堀江栞は1992年フランス生まれ。2014年多摩美術大学美術学部絵画学科日本画専攻卒業。同年に加島美術で初の個展を開催し、「アートフェア東京2015」の加島美術ブースにソロで出展。第6回東山魁夷記念日経日本画大賞展入選。第26回五島記念文化賞受賞により、2016年の1年間パリに滞在。第六回世田谷区芸術アワード“飛翔”を受賞し、今年3月に受賞記念展を世田谷美術館区民ギャラリーで開催した。
今回開催される個展は、第26回五島記念文化賞美術新人賞受賞によって行った堀江の海外研修の成果発表展として、東急財団の助成のもとに都内3会場で開催されるもので、√KContemporaryと同ギャラリー地下のSpace√Kの2会場の展示を皮切りにスタート。堀江が海外研修を経て初めて描き始めた人物画を中心とするここ数年の近作や、パリ滞在中の写真、担当した本の挿画・装画の原画も展示する。

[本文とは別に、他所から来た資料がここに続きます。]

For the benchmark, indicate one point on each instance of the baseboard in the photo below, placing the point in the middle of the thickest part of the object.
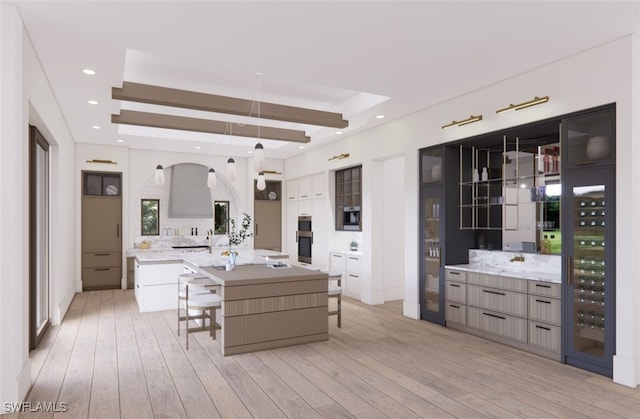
(624, 371)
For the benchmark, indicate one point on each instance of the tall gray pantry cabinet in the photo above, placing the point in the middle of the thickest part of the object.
(588, 240)
(441, 241)
(101, 230)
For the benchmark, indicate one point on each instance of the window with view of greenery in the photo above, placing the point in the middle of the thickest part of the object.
(150, 217)
(221, 217)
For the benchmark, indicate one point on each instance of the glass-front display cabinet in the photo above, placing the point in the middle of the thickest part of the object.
(441, 240)
(588, 241)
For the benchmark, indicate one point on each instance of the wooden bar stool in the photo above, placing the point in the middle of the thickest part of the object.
(183, 292)
(335, 291)
(207, 304)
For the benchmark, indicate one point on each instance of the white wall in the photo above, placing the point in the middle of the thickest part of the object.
(595, 77)
(28, 99)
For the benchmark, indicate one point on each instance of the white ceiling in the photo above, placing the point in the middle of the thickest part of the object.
(358, 58)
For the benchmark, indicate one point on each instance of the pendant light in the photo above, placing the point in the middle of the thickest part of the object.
(231, 163)
(258, 152)
(262, 183)
(159, 175)
(231, 169)
(211, 179)
(258, 156)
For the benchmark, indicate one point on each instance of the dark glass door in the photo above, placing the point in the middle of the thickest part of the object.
(589, 291)
(432, 298)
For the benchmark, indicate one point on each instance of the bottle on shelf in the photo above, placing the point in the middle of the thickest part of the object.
(545, 246)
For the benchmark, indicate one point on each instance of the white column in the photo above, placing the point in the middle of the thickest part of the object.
(14, 337)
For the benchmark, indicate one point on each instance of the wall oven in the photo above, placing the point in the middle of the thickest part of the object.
(351, 218)
(304, 237)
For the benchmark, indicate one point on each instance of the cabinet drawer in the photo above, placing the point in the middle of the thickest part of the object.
(497, 281)
(544, 309)
(455, 275)
(354, 265)
(100, 259)
(456, 292)
(544, 336)
(455, 313)
(101, 278)
(498, 324)
(503, 301)
(544, 289)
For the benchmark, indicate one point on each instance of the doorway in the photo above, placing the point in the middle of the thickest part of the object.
(39, 312)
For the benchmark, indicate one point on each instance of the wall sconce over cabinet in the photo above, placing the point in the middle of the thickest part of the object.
(535, 101)
(469, 120)
(211, 179)
(159, 179)
(261, 184)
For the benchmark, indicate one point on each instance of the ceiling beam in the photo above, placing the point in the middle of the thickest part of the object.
(157, 95)
(147, 119)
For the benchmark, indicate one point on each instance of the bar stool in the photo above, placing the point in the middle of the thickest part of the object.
(202, 302)
(335, 291)
(183, 292)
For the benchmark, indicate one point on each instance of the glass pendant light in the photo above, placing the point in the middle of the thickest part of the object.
(159, 180)
(262, 183)
(211, 179)
(231, 169)
(258, 158)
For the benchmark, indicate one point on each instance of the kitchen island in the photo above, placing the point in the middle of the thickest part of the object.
(265, 307)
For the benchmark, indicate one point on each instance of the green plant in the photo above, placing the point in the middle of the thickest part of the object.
(237, 237)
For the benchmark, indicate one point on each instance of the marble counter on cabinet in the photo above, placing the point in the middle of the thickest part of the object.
(534, 266)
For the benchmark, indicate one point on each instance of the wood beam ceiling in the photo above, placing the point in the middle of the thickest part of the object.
(157, 95)
(155, 120)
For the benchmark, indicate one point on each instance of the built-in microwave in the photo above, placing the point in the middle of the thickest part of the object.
(351, 218)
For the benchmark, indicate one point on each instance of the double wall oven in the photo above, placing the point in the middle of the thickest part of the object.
(304, 237)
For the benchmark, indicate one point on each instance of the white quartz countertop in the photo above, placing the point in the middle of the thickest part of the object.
(513, 273)
(202, 258)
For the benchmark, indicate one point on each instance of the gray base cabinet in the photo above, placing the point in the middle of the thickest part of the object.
(515, 311)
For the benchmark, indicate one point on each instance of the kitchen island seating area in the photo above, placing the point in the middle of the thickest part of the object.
(197, 293)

堀江は、2014年加島美術での初個展では、動物を中心に対象物を包み込むような目線で描かれた作品を多く発表。さらにパリでの滞在を経て、そのモチーフは人へとひろがりを見せた。細部までの描きこみが生む独特のマチエールは岩絵具によってつくりだされており、見る者の深い洞察を喚起する。
描かれた人物の「眼差し」が何を主張し訴えているのか。堀江は「『痛みを負った哀しさや辛さを抱えている者』たちの声。周囲に、社会に踏みつぶされそうな声。そんな声を聴き取るために、『人』を描いてみたいとはじめて思いました」と語っている。堀江にしか感受することのできない価値観を新作でどのように見せるのか期待が集まる。
同展の開催にあたって、次のようにコメントを寄せている。「制作にあたって心がけているのは、モチーフを目の前に置き、距離を縮め、観察を重ねて描いていくことです。対象は、いつもすぐそこに、でも見えないところにあります。長い時間にわたって対話を続けることで彼らに近づき、静かに発せられる声を、なんとか聴き取りたい。展覧会の総タイトルを『声よりも近い位置』としたのは、そのような願いをこめてのことです」。